The team acknowledged the inquiry Monday, saying in a statement without naming Rodgers, "We are aware of the NFL's investigation and will have no further comment at this time."
Rodgers then addressed the situation in a tweet Monday night, saying that he wants to "take full responsibility" for his actions.
"I know I have made mistakes and I am willing to do whatever it takes to repair the situation," Rodgers wrote. "The last thing I ever wanted to do was to be a distraction to the Colts organization, my coaches, and my teammates. I've let people down that I care about.

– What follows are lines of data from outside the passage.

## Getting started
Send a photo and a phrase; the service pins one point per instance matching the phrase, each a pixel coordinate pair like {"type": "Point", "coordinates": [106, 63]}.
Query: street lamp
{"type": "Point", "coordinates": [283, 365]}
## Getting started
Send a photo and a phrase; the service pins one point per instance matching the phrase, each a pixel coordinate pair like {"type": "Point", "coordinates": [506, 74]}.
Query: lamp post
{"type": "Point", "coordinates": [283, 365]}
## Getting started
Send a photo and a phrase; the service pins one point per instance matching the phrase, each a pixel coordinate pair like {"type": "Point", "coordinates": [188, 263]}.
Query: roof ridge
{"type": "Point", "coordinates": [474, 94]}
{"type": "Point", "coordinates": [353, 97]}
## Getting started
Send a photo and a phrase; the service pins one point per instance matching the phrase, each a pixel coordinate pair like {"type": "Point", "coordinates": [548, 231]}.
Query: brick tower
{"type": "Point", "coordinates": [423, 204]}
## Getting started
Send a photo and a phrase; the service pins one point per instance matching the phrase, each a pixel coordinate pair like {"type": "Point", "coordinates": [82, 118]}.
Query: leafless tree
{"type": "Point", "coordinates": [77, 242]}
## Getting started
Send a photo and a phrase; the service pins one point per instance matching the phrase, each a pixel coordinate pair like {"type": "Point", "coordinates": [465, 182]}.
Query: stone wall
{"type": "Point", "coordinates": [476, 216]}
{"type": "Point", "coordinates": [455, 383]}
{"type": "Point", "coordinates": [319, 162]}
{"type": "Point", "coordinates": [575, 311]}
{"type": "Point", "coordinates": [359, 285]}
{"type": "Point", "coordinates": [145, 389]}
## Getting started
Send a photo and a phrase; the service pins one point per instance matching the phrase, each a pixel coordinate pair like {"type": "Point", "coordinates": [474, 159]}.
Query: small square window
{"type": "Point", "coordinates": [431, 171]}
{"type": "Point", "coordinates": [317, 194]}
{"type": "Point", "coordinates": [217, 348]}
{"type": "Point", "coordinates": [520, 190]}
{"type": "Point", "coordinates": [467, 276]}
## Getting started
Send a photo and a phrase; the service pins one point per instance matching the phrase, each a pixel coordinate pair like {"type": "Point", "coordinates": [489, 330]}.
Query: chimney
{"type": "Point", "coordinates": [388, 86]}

"I made an error in judgment and I am going to work hard to make sure that those mistakes are rectified through this process. It's an honor to play in the NFL and I have never taken that lightly. I am very sorry for all of this. "
Rodgers, a sixth-round pick, is entering the final year of a four-year, $3.4 million contract.
The sportsbook account was opened under the name of an associate of Rodgers, sources said. Approximately 100 bets were placed on the account over an undisclosed amount of time, including on Colts games, the sources said. Most of the bets were in the $25-$50 range, although there was at least one low four-figure bet.
Rodgers started nine games in 2022 and was seen as a likely starter this season following the trade of Stephon Gilmore to the Dallas Cowboys. If Rodgers is suspended, it could press rookie cornerback Julius Brents, a second-round pick in April, into action.
The news comes after a report by SportsHandle.com, which cited an investigation into a Colts player's "pervasive" betting, including wagers placed on his own team. The player was not named in the report, nor did team officials reveal his identity.
An NFL spokesperson, when asked by ESPN for comment on the report, said in a text message that they had "nothing to add."
The Indiana Gaming Commission confirmed to ESPN that it had received "information pertaining to this matter" and was following developments.
"The IGC is not the lead agency on this matter, as it involves alleged violations of a league policy at this point," Jenny Reske, deputy director at the Indiana Gaming Commission, wrote in an emailed statement to ESPN. "We will, however, continue to review information as it emerges to determine what, if any, regulatory actions are necessary."
In April, the NFL suspended five players -- including four from the Detroit Lions -- for gambling policy violations. Lions receiver Quintez Cephus and safety C.J. Moore, as well as Washington Commanders defensive end Shaka Toney, were suspended indefinitely for betting on NFL games. Lions receivers Jameson Williams and Stanley Berryhill received six-game suspensions for betting on non-NFL games from an NFL facility. Cephus, Moore and Berryhill were later released by Detroit.
Last year, then-Atlanta Falcons receiver Calvin Ridley was suspended for the entire 2022 season for betting on NFL games over a five-game stretch when he was away from the team. He was traded to the Jacksonville Jaguars at the trading deadline last November and reinstated in March.
Although the NFL has widely embraced sports betting and has sponsorship deals with sportsbooks, the league explicitly prohibits players from betting on NFL games. Players are also prohibited from placing bets while at NFL facilities.